FMCC’s Charter. SECTION
306 (c)
Each purchase of obligations by the Secretary of the Treasury under this subsection shall be upon terms and conditions established to yield a rate of return determined by the Secretary to be appropriate, taking into consideration the current average rate on outstanding marketable obligations of the United States as of the last day of the month preceding the making of the purchase.
And the 2 year Treasury
note, when Conservatorship
began, stayed at 0.3% - 0.4% annual rate since long time ago, not 10% that was
the rate imposed by the government at the time.
Thanks to this
commitment, the enterprises are able to issue bonds at very low rates on the market
to finance their operations, and not due to the false concept of “securities
backed by a Government Implicit Guarantee”. Concept spread throughout the media
by the same interested parties that pretend that their Charter doesn’t exist
(the usual suspects: Goldman Sachs, W. Buffett, hedge-fund managers,
bribed-journalists at CNBC,
Bloomberg,
WSJ,
etc.)
There is no way the
lawmakers at the time (FNMA was founded during the Great Depression and
chartered in its current form in 1954; FMCC was chartered in 1970)

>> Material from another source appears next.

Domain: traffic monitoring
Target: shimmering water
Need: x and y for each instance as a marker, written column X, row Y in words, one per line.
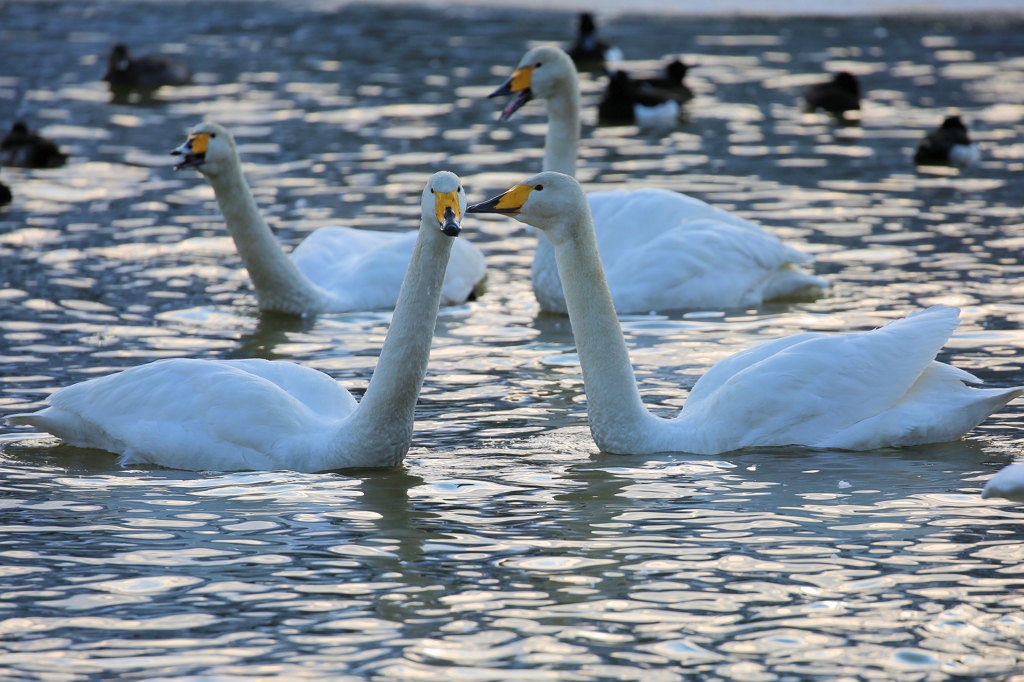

didn't lay out a bailout scheme for the enterprises, as the current interested
parties have argued in order to benefit off FnF’s balance-sheet with lucrative
deals later (issuance of Preferred Stocks, Credit Risk Transfer transactions,
Net Worth Sweep, 30 year callable MTN redeemed months later at an
outstanding rate of return when Conservatorship began,…)
But, surprisingly, in
the run-up to a crisis (which is a symptom of the moral character of the lawmakers), their
charters were amended on July 30th, 2008 by enacting the HOUSING AND ECONOMIC
RECOVERY ACT (HERA), in order to incorporate to their charters a subsection
called "TEMPORARY AUTHORITY OF TREASURY TO PURCHASE OBLIGATIONS AND
SECURITIES" . SECTION
1117
Basically the new
amendment removed the previous cap in the yield so that the Treasury can
approve later a scheme with a 10% punitive dividend (the PSPA),
signalling:
Treasury is authorized to purchase any obligations and other securities issued by the Corporation under any section of this Act, on such terms and conditions as the Secretary may determine and in such amounts as the Secretary may determine.
It was former Treasury
Secretary and Goldman Sachs alumni, Hank Paulson’s bazooka requested to Congress, according to his book.
But the first measure
to contravene the Spirit of the Charter was written in the law Federal Housing
Enterprises Financial Safety and Soundness Act of 1992, SEC. 1304, when for the
first time included that there is no obligation by Treasury to provide any
funds to the enterprises. It’s clear that it was written to protect the
taxpayers against crippling liabilities, but more clear is that the Spirit of
their Charter says that there should be an obligation of the Treasury to commit
funds to FnF
at very low rates when they need funds to carry out their Public Mission,
primarily because the entity charged to supervise the Safety and Soundness of FnF
is a Federal Agency, the FHFA,
the one to blame if FnF
are insolvent (that is, without a Retained Earnings account big enough to
absorb future losses).
Therefore, HERA wasn't necessary if their Charters already contemplated the purchase of FnF's securities. Congress just had to update the $2.25 billion obsolete limit in the Treasury's funding commitment written in their Charters, because it was set 40 years ago by Congress. At the time, Fannie Mae had only about $15 billion in outstanding debt. In 2008, it had total debt of about $800 billion, while Freddie Mac had about $740 billion.
The Spirit of the Charter is the intention why the lawmakers chartered FnF. It wasn't to make FnF be placed into Conservatorship during 9 years on every crisis because a bunch of gangsters have hijacked the U.S. Institutions.
It doesn't matter if the lawmakers and US officials want to implement the Spirit of the Charter or not. It's legally binding. Period.
Kind regards,
Carlos Vignote
Freddie Mac common shareholder since August 2010.